Left: Marine Sergent, Cuckoo Family; Right: Coucou-Nest by Nadège Dell’Omo-Seigne & Noëllie Salguero-Hernandez
Reinvent the Swiss cuckoo clock. This was the challenge given to students and guest designers by the Haute école d’art et de design (HEAD) in Geneva. You can see their varied and curious solutions in a new exhibition at the UQAM Centre de Design, 24 hours in the life of a Swiss cuckoo clock, produced by the HEAD, featuring two dozen adaptations of the folksy Swiss timepiece.
Designer Claudio Colucci conceived the project at the invitation of Jean-Pierre Greff, Director of HEAD – Geneva. The contributing young designers are students of the Masters in Design program at the HEAD, directed by Alexandra Midal, and the international guest designers include James Auger, Marco Borraccino, Nitzan Cohen, Camille Scherrer and matali crasset.
The students' 21st century designs have left behind the idealised world of rural life in the Alpine setting. Instead, they articulate current concerns while retaining the playful and mischievous note characteristic of this custodian of time.
Swiss Paradise by Marie Ivol opens to reveal the Switzerland of banking secrecy and the world of surveillance cameras
Left: Bird Cage Clock by Dorothée Loustalot; Right: Céline Mosset inserted a camera lens into her design, Watch the Birdie
Design historian and curator Alexandra Midal and designer Camille Scherrer will each give a lecture on Thursday, February 19, at 6 p.m. at the Centre de Design. Alexandra Midal's talk is entitled De la main de l’ouvrière au pied de la danseuse : le perfide designer (from the worker's hand to the dancer's foot: the devious designer); Camille Scherrer's Blurring Boundaries will be a discussion of his own work, which straddles technology and craft.
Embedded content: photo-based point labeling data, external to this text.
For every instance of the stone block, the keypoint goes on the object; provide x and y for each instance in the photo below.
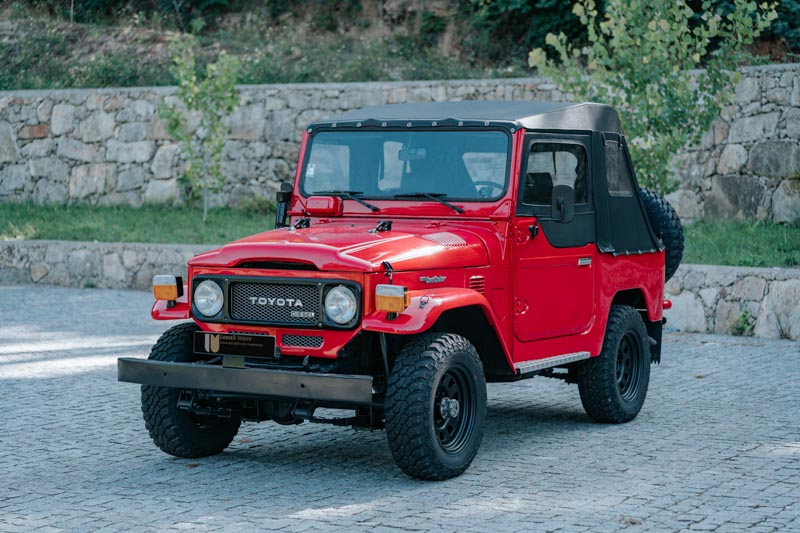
(161, 191)
(43, 110)
(113, 269)
(13, 178)
(747, 90)
(37, 131)
(71, 149)
(87, 180)
(736, 197)
(61, 120)
(753, 128)
(687, 313)
(49, 192)
(779, 315)
(732, 159)
(49, 167)
(132, 131)
(686, 204)
(8, 145)
(135, 152)
(750, 288)
(98, 126)
(726, 317)
(38, 271)
(165, 160)
(786, 202)
(775, 159)
(38, 148)
(247, 122)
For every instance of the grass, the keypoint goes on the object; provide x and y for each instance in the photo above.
(150, 223)
(755, 244)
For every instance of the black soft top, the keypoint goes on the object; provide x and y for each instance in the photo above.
(528, 114)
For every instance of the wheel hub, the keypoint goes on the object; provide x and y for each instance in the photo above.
(449, 408)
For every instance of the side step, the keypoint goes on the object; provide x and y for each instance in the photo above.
(540, 364)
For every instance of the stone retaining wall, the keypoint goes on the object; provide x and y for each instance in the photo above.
(92, 264)
(108, 146)
(713, 299)
(764, 302)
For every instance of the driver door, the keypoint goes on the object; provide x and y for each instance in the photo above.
(554, 265)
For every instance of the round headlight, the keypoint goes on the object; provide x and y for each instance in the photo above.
(208, 298)
(340, 304)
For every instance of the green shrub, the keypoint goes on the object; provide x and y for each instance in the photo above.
(640, 58)
(214, 97)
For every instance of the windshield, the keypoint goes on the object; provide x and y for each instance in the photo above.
(458, 165)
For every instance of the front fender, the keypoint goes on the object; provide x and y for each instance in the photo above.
(426, 306)
(180, 311)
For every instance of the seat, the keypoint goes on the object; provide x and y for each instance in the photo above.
(538, 188)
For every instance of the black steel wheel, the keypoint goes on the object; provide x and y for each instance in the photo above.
(435, 406)
(613, 385)
(176, 431)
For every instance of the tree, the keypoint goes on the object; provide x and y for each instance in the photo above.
(212, 98)
(641, 57)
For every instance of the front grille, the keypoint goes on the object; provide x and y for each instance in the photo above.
(271, 303)
(303, 341)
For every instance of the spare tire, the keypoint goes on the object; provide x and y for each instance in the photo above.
(668, 228)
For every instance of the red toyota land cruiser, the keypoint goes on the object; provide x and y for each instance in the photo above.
(423, 251)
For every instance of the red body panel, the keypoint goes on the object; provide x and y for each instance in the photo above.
(539, 299)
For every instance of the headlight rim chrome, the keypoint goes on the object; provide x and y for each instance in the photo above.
(213, 286)
(349, 294)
For more information visit www.centrededesign.uqam.ca
Coucou bijou, by Mathilde Petit & Roland Kawczynski, plays with miniaturisation in this pair of dainty, wearable cuckoo clocks with gold filigree details.
This version of the cuckoo clock, titled Sémaphore, by Wendy Gaze, records the minutes like items on a checkout till tape. A printed image of a cuckoo announces the passing of each half hour.
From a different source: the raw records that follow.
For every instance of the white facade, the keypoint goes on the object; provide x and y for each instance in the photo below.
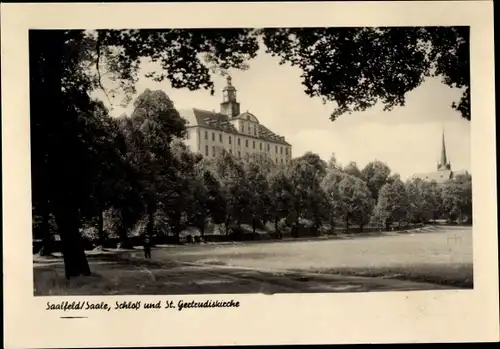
(239, 134)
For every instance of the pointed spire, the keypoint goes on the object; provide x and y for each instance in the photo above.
(443, 165)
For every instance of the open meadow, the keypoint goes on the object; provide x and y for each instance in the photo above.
(426, 259)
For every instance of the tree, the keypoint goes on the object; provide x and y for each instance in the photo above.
(423, 202)
(352, 169)
(281, 193)
(330, 186)
(358, 67)
(66, 66)
(355, 201)
(315, 161)
(392, 205)
(457, 198)
(258, 193)
(341, 64)
(375, 174)
(231, 175)
(208, 200)
(309, 200)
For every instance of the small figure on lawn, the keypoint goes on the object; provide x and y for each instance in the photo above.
(147, 248)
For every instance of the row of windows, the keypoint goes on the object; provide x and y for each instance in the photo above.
(246, 143)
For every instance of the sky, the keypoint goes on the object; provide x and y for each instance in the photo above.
(407, 139)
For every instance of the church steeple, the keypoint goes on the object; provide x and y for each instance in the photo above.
(443, 164)
(229, 105)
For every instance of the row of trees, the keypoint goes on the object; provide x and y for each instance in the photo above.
(76, 147)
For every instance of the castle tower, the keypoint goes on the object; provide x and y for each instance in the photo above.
(229, 105)
(443, 165)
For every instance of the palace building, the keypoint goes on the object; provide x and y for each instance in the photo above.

'Back to the Trees'. This 'nest' by Clémentine Despocq projects the time onto the wall. In the daytime it appears as a faded pink, and at night it reads boldly in red.
And here's a short history of the Cuckoo Clock, from HEAD:
A cuckoo clock, known as a coucou in French, strikes the hours with a sound resembling a cuckoo’s call. Contrary to popular belief, cuckoo clocks are not a Swiss invention. They were first made in 1738 in the Black Forest, in southern Germany and the largest production centre is still to be found there today in Schönwald. The cuckoo’s call was chosen as it could easily be imitated by simple mechanical means. The call is often accompanied by a chime. Exactly on the hour or half-hour, the doors open and a mechanical bird emerges from its nest and sings. The traditional model, established around 1850, is a wall clock with visible pendulum, driven by two weights in the shape of pine cones, and with a wooden case in the form of a chalet. This is typically decorated with pastoral scenes set in an enchanting landscape. These idealised images developed at a time when European countries were all going through the transition from agrarian living to industrial societies. They reflect nostalgia for a bucolic way of life, shielded from progress and from the vagaries of the industrial and economic revolution. Life in the Swiss Alps long represented for tourists a model of this peaceful rural existence, ruled by immutable laws and indifferent to the major changes sweeping through the modern world. This is how the cuckoo clock, the icon of this idealised vision, which marks a never-changing time, became an emblem of Switzerland.